常見:売り方がエンターテインメントですね。でも、関係者の調整が大変だったのでは?
佐藤:仮面ライダーはもちろん、ウルトラマンやスーパー戦隊シリーズも、 キャラクターの版権元様から許諾をいただいて商品化するものなので、なかなか自分たちの提案だけで企画を通すのは難しいです。でも、どうにかしたくて作戦を立て実現しました。
さらに、コラボキャラクターに加えて、仮面ライダーの「変身」の部分にフォーカスして、子どもたちが実際にベルトを巻き付けているシーンを集めてみたら相乗効果が起こるんじゃないか、ぜひこれで全国の子どもたちを震わせようと考えました。
ただ単に限定品というだけでも売り場にお客様を動員できると思ったんですが、プラスアルファの仕掛けが功を奏して、いざ蓋を開けてみたら、お子様だけでなく、大人の方々も必死にベルトを巻き付けて来てくれたんです。玩具業界を盛り上げたい一心で生み出したアイディアでもありました。施策として大成功を収めることができ、社内で表彰もされました。

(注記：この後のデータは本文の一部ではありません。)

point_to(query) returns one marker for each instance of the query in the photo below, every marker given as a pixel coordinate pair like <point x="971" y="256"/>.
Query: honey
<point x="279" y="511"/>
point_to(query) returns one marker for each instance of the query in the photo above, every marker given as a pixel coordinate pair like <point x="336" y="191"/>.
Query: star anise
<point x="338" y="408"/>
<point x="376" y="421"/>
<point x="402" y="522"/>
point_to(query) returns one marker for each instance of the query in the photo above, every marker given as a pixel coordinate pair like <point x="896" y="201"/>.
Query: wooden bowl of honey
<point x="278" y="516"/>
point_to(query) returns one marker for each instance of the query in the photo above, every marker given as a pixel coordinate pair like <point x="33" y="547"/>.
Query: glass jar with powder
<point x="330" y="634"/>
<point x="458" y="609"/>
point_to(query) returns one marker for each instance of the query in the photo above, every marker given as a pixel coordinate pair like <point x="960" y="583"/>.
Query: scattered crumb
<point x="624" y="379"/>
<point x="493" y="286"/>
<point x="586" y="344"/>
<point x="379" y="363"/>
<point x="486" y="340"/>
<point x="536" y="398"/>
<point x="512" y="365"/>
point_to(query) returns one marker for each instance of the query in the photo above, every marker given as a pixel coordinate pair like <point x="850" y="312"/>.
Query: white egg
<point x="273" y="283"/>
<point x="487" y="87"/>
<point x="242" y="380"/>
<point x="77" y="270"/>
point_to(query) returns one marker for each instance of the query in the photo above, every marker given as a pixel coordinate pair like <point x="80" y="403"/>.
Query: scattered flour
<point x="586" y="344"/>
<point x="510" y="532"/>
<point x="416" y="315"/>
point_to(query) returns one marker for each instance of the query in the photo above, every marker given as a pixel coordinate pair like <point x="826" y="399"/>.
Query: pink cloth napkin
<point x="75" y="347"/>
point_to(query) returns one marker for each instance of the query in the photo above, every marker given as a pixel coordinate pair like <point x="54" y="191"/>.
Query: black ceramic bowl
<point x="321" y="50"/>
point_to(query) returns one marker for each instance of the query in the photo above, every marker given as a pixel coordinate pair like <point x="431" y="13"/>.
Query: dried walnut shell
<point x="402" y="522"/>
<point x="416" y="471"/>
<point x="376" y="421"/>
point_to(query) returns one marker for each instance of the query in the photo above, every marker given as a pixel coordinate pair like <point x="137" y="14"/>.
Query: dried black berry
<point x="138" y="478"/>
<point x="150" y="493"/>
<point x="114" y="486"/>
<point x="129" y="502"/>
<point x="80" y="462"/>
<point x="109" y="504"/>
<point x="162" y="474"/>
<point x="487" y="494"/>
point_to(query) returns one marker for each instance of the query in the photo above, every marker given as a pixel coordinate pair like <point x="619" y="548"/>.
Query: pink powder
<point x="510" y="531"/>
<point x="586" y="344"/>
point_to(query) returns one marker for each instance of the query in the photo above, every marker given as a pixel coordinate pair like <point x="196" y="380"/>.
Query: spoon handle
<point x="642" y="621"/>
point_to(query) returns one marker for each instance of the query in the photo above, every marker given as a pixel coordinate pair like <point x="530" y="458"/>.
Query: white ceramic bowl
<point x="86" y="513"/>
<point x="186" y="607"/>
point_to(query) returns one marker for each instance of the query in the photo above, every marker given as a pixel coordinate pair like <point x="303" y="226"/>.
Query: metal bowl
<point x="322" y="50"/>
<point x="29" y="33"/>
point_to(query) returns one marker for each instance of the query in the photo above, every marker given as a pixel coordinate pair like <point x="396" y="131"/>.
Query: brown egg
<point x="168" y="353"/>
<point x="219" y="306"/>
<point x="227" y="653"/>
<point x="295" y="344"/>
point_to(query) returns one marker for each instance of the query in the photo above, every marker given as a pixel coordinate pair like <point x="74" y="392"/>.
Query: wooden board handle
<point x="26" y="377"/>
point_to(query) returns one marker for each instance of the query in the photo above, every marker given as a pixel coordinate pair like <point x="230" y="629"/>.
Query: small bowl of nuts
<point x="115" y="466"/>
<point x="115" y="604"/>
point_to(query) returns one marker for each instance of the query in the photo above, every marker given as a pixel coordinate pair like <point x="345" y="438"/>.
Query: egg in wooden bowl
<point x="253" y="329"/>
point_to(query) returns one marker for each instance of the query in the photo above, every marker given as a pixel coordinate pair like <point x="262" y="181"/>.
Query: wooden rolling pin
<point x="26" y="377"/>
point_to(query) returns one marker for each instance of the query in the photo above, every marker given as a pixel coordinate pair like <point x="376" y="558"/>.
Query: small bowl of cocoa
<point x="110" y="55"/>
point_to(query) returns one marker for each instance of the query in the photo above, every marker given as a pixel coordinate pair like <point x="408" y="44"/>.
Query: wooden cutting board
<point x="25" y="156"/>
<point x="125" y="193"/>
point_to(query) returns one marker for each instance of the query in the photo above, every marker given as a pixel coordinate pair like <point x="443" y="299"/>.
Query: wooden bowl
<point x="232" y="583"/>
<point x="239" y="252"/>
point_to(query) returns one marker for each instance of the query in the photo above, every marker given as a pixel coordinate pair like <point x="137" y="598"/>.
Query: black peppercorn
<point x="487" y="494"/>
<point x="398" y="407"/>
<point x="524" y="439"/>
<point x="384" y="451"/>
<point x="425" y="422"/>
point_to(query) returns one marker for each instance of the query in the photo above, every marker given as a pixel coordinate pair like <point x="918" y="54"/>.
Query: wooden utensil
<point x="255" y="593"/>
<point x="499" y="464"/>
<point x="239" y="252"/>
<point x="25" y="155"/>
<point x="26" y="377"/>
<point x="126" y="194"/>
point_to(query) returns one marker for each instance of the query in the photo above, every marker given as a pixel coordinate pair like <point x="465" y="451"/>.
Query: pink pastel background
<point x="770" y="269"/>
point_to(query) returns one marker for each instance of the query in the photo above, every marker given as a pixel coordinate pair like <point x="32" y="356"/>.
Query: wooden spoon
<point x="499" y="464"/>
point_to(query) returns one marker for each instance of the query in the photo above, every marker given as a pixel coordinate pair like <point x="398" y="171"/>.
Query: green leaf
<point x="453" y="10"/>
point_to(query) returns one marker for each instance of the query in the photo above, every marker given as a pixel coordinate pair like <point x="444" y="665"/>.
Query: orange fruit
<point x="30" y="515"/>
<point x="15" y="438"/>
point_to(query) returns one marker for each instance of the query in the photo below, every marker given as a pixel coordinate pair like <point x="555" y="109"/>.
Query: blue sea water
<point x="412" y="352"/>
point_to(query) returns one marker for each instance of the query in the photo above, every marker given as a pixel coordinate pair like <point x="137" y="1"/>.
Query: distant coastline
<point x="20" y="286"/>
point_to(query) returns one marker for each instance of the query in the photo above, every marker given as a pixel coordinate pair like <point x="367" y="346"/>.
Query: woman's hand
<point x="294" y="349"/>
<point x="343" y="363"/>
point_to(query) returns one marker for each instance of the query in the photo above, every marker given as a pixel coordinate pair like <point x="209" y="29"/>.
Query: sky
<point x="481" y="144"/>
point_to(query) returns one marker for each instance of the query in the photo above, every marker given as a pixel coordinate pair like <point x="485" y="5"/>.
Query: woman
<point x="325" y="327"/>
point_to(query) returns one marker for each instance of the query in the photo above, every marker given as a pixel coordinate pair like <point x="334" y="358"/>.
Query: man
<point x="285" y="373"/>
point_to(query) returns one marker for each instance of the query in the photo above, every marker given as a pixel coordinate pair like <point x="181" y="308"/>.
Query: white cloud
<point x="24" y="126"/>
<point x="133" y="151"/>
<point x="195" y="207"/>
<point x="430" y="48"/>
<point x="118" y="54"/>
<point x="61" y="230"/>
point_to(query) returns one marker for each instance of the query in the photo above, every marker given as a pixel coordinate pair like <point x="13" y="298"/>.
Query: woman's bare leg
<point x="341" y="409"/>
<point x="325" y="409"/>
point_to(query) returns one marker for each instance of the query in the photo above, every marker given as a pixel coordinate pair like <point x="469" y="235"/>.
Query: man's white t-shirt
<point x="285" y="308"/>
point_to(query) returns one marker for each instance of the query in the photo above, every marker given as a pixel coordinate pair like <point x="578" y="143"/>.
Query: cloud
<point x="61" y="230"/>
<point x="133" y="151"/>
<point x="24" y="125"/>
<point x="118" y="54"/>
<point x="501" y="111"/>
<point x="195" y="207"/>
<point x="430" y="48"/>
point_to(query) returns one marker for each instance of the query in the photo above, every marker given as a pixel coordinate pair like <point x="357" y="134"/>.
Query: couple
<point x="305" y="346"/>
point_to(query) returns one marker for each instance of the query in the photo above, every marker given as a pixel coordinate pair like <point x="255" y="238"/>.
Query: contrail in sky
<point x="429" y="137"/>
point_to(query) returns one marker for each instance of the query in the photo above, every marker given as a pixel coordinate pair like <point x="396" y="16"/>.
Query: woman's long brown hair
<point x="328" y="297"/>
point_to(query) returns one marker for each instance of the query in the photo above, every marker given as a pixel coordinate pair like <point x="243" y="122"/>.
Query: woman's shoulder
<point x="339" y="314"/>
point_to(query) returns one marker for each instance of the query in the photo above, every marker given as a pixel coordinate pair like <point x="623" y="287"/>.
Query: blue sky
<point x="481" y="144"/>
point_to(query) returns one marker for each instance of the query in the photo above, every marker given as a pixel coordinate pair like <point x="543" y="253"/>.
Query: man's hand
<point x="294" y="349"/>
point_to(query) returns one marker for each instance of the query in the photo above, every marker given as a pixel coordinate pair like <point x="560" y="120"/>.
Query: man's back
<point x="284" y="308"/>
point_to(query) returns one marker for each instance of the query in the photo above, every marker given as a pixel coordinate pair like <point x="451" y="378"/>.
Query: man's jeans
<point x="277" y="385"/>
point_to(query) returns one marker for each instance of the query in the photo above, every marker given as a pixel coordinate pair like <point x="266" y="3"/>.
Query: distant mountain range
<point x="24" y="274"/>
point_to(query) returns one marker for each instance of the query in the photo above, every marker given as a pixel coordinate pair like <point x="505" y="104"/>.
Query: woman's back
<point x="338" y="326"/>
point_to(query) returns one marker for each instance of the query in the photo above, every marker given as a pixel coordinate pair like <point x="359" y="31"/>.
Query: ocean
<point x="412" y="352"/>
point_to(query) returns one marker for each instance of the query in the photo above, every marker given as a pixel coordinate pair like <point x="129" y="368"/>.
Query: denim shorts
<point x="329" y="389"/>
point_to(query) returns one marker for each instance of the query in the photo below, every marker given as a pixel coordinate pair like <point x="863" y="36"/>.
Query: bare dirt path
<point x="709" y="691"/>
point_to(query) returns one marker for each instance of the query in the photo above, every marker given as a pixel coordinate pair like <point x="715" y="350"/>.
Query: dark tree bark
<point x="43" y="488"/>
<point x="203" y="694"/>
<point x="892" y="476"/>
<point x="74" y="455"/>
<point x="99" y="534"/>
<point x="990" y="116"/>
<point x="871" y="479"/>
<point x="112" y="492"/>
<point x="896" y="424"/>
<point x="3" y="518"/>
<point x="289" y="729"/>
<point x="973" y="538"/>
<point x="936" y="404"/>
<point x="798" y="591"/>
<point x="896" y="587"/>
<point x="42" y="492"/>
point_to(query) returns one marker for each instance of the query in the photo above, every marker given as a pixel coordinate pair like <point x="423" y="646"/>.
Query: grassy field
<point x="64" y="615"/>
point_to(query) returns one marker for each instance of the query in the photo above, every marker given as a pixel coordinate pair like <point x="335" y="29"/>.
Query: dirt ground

いわゆる「フェス」のような現象を売り場で起こせたら、と狙っていました。結果、予想以上に幅広い年齢層の方々が集まってくれましたが、売り場で、私たちの商品でなくても何かひとつおもちゃを手にとってもらえたら、それが次につながる。もちろんトイザらス様の集客にも貢献できますし、そうやって玩具業界を盛り上げられたら、収穫はいずれうちにも返ってくる。カッコよく言うとそんな感じです。
ダメだと言われていることに蓋をするのではなく、むしろそこを糸口としておもしろいことを提案さえすれば報われる、と学びましたね。
常見:ファンはもちろん、さまざまな関係者を巻き込み、業界全体を盛り上げる、「巻き込み力」のあるバンダイらしい仕事だと思いました。
ギャンブルのDX、業界イメージを変える挑戦
今井: 私も、社会人1年目の時に「新規領域を任せてほしい」と上司に直訴しまして、初めて地方の競馬場のお客様にアプローチをしました。これまでの富士通は地方競馬全場を束ねている団体が主なお客様で、地方の競馬場という個々のお客様に対してはなかなか営業をしていませんでした。そこに目をつけたのです。
競馬業界はまだまだIT化されておらず、紙の資料やFAXによる運用が主流でした。ここにITを活用した効率化を提案するわけですから、もともとハードルの高い提案でした。地道に足を運んで提案しました。